When this parameter is on, the PostgreSQL server writes the entire content of each disk page to WAL during the first modification of that page after a checkpoint. This is needed because a page write that is in process during an operating system crash might be only partially completed, leading to an on-disk page that contains a mix of old and new data. The row-level change data normally stored in WAL will not be enough to completely restore such a page during post-crash recovery. Storing the full page image guarantees that the page can be correctly restored, but at the price of increasing the amount of data that must be written to WAL. (Because WAL replay always starts from a checkpoint, it is sufficient to do this during the first change of each page after a checkpoint. Therefore, one way to reduce the cost of full-page writes is to increase the checkpoint interval parameters.)

Turning this parameter off speeds normal operation, but might lead to either unrecoverable data corruption, or silent data corruption, after a system failure. The risks are similar to turning off fsync, though smaller, and it should be turned off only based on the same circumstances recommended for that parameter.

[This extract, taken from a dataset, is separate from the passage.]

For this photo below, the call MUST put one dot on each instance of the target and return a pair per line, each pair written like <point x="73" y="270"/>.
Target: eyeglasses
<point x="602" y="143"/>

Turning off this parameter does not affect use of WAL archiving for point-in-time recovery (PITR) (see Section 24.3).

This parameter can only be set in the postgresql.conf file or on the server command line. The default is on.

wal_buffers (integer)

The amount of shared memory used for WAL data that has not yet been written to disk. The default setting of -1 selects a size equal to 1/32nd (about 3%) of shared_buffers, but not less than 64kB nor more than the size of one WAL segment, typically 16MB. This value can be set manually if the automatic choice is too large or too small, but any positive value less than 32kB will be treated as 32kB. This parameter can only be set at server start.

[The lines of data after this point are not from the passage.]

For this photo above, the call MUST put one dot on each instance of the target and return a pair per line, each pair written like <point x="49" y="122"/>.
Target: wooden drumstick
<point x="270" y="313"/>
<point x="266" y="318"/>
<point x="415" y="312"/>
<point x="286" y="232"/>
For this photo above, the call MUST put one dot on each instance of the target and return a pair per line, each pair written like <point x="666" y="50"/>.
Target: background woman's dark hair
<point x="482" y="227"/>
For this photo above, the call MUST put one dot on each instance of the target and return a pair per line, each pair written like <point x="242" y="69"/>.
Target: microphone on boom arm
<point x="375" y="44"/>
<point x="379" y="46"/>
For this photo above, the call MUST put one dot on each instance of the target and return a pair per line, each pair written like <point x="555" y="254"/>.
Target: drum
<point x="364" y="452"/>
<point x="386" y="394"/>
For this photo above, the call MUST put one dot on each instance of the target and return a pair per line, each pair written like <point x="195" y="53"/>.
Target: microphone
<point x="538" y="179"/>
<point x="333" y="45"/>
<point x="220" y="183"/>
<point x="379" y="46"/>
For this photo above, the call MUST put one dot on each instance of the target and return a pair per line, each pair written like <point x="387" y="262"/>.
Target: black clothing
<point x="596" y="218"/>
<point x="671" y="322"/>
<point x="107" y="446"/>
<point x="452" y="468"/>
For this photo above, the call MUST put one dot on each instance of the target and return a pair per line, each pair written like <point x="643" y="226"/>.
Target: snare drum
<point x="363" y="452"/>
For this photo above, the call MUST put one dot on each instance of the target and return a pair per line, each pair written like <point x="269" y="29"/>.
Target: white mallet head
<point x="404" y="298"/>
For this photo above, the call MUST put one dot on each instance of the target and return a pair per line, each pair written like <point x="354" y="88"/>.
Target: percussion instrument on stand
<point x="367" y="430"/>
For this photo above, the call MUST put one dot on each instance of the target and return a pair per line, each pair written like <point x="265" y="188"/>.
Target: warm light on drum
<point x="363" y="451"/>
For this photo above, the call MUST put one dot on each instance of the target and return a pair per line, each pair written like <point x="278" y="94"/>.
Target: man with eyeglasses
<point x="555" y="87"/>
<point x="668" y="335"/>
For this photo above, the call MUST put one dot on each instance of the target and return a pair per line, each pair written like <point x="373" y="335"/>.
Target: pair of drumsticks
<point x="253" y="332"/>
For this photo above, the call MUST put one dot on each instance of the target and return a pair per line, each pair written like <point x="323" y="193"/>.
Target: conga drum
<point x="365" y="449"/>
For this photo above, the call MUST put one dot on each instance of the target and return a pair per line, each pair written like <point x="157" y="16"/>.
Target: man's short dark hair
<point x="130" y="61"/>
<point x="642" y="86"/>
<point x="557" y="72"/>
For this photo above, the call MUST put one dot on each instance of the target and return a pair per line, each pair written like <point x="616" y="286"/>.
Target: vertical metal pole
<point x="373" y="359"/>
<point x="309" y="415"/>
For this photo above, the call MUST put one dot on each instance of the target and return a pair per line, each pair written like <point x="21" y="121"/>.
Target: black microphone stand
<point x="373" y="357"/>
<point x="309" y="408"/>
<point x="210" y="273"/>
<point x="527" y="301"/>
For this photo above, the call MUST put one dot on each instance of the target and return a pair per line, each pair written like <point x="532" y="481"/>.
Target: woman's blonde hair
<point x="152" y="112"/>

The contents of the WAL buffers are written out to disk at every transaction commit, so extremely large values are unlikely to provide a significant benefit. However, setting this value to at least a few megabytes can improve write performance on a busy server where many clients are committing at once. The auto-tuning selected by the default setting of -1 should give reasonable results in most cases.

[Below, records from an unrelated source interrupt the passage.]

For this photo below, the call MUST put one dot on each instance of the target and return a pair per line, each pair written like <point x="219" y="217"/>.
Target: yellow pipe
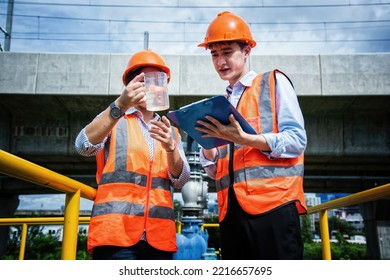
<point x="353" y="199"/>
<point x="324" y="231"/>
<point x="71" y="225"/>
<point x="23" y="239"/>
<point x="19" y="168"/>
<point x="39" y="221"/>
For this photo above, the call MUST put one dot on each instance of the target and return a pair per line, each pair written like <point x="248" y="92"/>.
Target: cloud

wal_writer_delay (integer)

Specifies the delay between activity rounds for the WAL writer. In each round the writer will flush WAL to disk. It then sleeps forwal_writer_delay milliseconds, and repeats. The default value is 200 milliseconds (200ms). Note that on many systems, the effective resolution of sleep delays is 10 milliseconds; setting wal_writer_delay to a value that is not a multiple of 10 might have the same results as setting it to the next higher multiple of 10. This parameter can only be set in the postgresql.conf file or on the server command line.

commit_delay (integer)

commit_delay adds a time delay, measured in microseconds, before a WAL flush is initiated. This can improve group commit throughput by allowing a larger number of transactions to commit via a single WAL flush, if system load is high enough that additional transactions become ready to commit within the given interval. However, it also increases latency by up to commit_delay microseconds for each WAL flush. Because the delay is just wasted if no other transactions become ready to commit, a delay is only performed if at leastcommit_siblings other transactions are active when a flush is about to be initiated. Also, no delays are performed if fsync is disabled. The default commit_delay is zero (no delay). Only superusers can change this setting.

In PostgreSQL releases prior to 9.3, commit_delay behaved differently and was much less effective: it affected only commits, rather than all WAL flushes, and waited for the entire configured delay even if the WAL flush was completed sooner. Beginning in PostgreSQL 9.3, the first process that becomes ready to flush waits for the configured interval, while subsequent processes wait only until the leader completes the flush operation.

commit_siblings(integer)

Minimum number of concurrent open transactions to require before performing the commit_delay delay. A larger value makes it more probable that at least one other transaction will become ready to commit during the delay interval. The default is five transactions.